Re: Literals: language and xml (was: Comments on new datatyping document, part 1) from Patrick Stickler on 2002-09-11 (w3c-rdfcore-wg@w3.org from September 2002)

From: Patrick Stickler <patrick.stickler@nokia.com>
Date: Wed, 11 Sep 2002 10:04:16 +0300
To: "ext Jeremy Carroll" <jjc@hplb.hpl.hp.com>, "Graham Klyne" <GK@NineByNine.org>
Cc: "RDF core WG" <w3c-rdfcore-wg@w3.org>
Message-ID: <002101c25961$71b3e530$864416ac@NOE.Nokia.com>
[Patrick Stickler, Nokia/Finland, (+358 50) 483 9453, patrick.stickler@nokia.com]


----- Original Message ----- 
From: "ext Jeremy Carroll" <jjc@hplb.hpl.hp.com>
To: "Graham Klyne" <GK@NineByNine.org>; "Patrick Stickler" <patrick.stickler@nokia.com>
Cc: "RDF core WG" <w3c-rdfcore-wg@w3.org>
Sent: 10 September, 2002 16:35
Subject: RE: Literals: language and xml (was: Comments on new datatyping document, part 1)


> 
> 
> (agreeing with Patrick I think)


Mostly, I think, but a few questions/comments below to test that ;-)


> My view is that the abstract syntax will say something like:
> 
> A Literal Node is labelled with one of:
> (a) - A datatype value

It cannot be labeled by a datatype value. It can only be
labeled with a URIref denoting the datatype and a lexical
form -- which together denote a datatype value.

URIref nodes are not labeled with the resources they
denote, neither are typed literal nodes.

There are no native datatype values in the RDF graph, 
only labeled nodes which denote datatype values.

Perhaps we are in agreement on this, and it's just a matter
of getting the wording right (though I think you are suggesting
something different).

> (b) - An rdf string literal

It may be useful to say "a non-explicitly typed string literal".

> (c) - An rdf xml literal

I would rephrase the above list as

(a) an explicitly typed string literal    (<xsd:string>, "xyz")
(b) a non-explicitly typed string literal (_:a, "xyz")
(c) an XML literal                        (xml"xyz")

and if XML literals can be typed (and I don't see
why they couldn't):

(a) an explicitly typed string literal    (<xsd:string>, "xyz")
(b) a non-explicitly typed string literal (_:a, "xyz")
(c) an explicitly typed XML literal       (<xhtml:h1>, xml"<h1>Foo</h1>")
(d) a non-explicitly typed XML literal    (_:b, xml"<blarg>belch</blarg>")

> Typical RDF/XML giving rise to (a) is:
> 
> <rdf:Description>
>   <eg:prop rdf:datatype="&xsd;string">val<eg:prop>
> </rdf:Description>
> 
> (Label is <xsd:string>"val")

OK.

> (b)
> 
> <rdf:Description>
>   <eg:prop>val<eg:prop>
> </rdf:Description>
> 
> (Label is "val")

I thought it should be _:x"val"

Isn't that what you meant by syntactically untidy?

> (c)
> <rdf:Description>
>   <eg:prop rdf:parseType="Literal">val<eg:prop>
> </rdf:Description>
> 
> (Label is xml"val")

Well, perhaps it should be _:yxml"val" or such, of 
course, we have the problem with maintaining an explicit
partition between _:y and xml, as I've pointed out before.

And then also

(d)
<rdf:Description>
   <eg:prop rdf:datatype="&ex;someComplexType" rdf:parseType="Literal">val</eg:prop>
</rdf:Description>

(Label is <ex:someComplexType>xml"val")

> 
> Adding an xml:lang we get:
> (a)
> <rdf:Description xml:lang="en">
>   <eg:prop rdf:datatype="&xsd;string">val<eg:prop>
> </rdf:Description>
> 
> (Label is "val"
> It has to be an xsd:string, and so the language tag must be lost)

No.

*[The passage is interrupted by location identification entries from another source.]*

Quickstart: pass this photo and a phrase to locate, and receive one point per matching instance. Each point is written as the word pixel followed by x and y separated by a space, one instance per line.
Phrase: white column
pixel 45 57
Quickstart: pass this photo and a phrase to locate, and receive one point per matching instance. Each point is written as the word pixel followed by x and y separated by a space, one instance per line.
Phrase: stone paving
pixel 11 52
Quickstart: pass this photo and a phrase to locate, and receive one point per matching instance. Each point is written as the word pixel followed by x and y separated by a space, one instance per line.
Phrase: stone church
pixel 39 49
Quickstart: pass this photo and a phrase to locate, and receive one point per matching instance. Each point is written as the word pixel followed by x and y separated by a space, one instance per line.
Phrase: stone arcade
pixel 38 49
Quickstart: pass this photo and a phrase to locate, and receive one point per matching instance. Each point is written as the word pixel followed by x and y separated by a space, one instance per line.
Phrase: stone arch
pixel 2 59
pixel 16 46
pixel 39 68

If the primary mechanism for specifying language for literal
content is xml:lang, then that information must not be lost from
the literal node.

The label here should be <xsd:string>"val"-en 

We *have* to have a mechanism for attributing language qualification
to literals.

Since literals can't be subjects, I see no other mechanism than
to attach it to the literal node label itself, as was decided
at the Bristol f2f.

Here, just because there is a datatype specified, does not
mean the language is not considered valid. I may wish to
say *both* that the property value is a string, *and* that
the string contains e.g. Finnish content.

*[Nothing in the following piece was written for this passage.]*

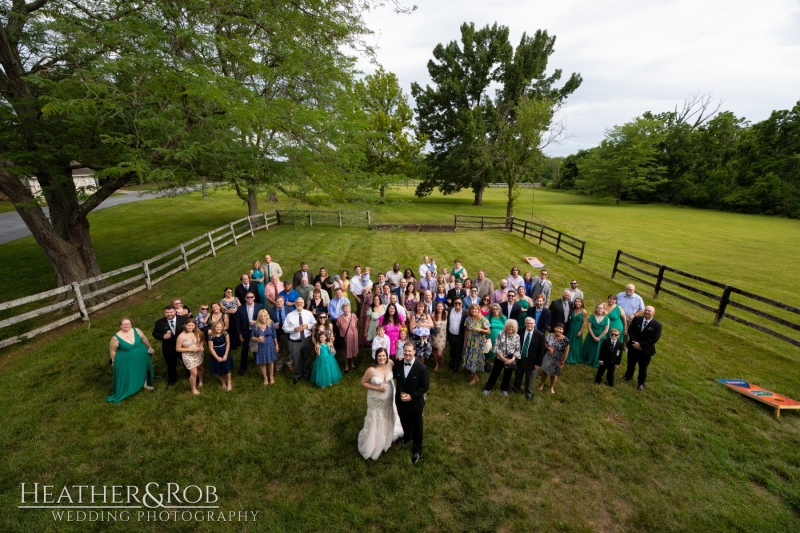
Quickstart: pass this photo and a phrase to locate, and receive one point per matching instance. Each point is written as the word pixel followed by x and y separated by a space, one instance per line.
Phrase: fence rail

No, the semantics of xsd:string does not care about the language
qualification and the xml:lang value does not affect the L2V
mapping, but applications will likely want to have that information.

> (b)
> 
> <rdf:Description xml:lang="en">
>   <eg:prop>val<eg:prop>
> </rdf:Description>
> 
> Label is "val"-en

Or rather _:x"val"-en

> (c)
> <rdf:Description xml:lang="en">
>   <eg:prop rdf:parseType="Literal">val<eg:prop>
> </rdf:Description>
> 
> Label is xml"val"-en

OK.

> The only choice is whether we allow:
> 
> <rdf:Description xml:lang="en">
>   <eg:prop rdf:parseType="Literal" rdf:datatype="&xsd;string>val<eg:prop>
> </rdf:Description>

In which case, we'd have

   <xsd:string>xml"val"-en

Fine.

> 
> If we did then the following would be problematic
> 
> <rdf:Description xml:lang="en">
>   <eg:prop rdf:parseType="Literal"
> rdf:datatype="&xsd;string><b>val</b><eg:prop>
> </rdf:Description>
> 
> My take is that it a syntax error.

I would say it correlates to

   <xsd:string>xml"<b>val</b>"-en

Where's the problem?

At the RDF level, there is no distinction between simple and
complex datatype, as is made by XML Schema. For RDF, a datatype
simply has a lexical space, a value space, and a mapping from
the former to the latter, but does not care nor can say what
resides in the value space. If the datatype in question is 
a complex datatype, and the lexical space contains XML serializations
(fragments), there is no problem with applying the RDF
datatyping mechanisms to associate any datatype (complex
or otherwise) with an XML literal. It is up to the definition
of the datatype itself whether or not the XML literal is an
acceptable representation of some member of its value space
(whatever that is -- and RDF doesn't have to say).

So whether or not either

   <xsd:string>xml"<b>val</b>"-en
or
   <xsd:string>xml"val"-en

validly denote datatype values of xsd:string is not RDF's
concern. That's up to the definition of xsd:string.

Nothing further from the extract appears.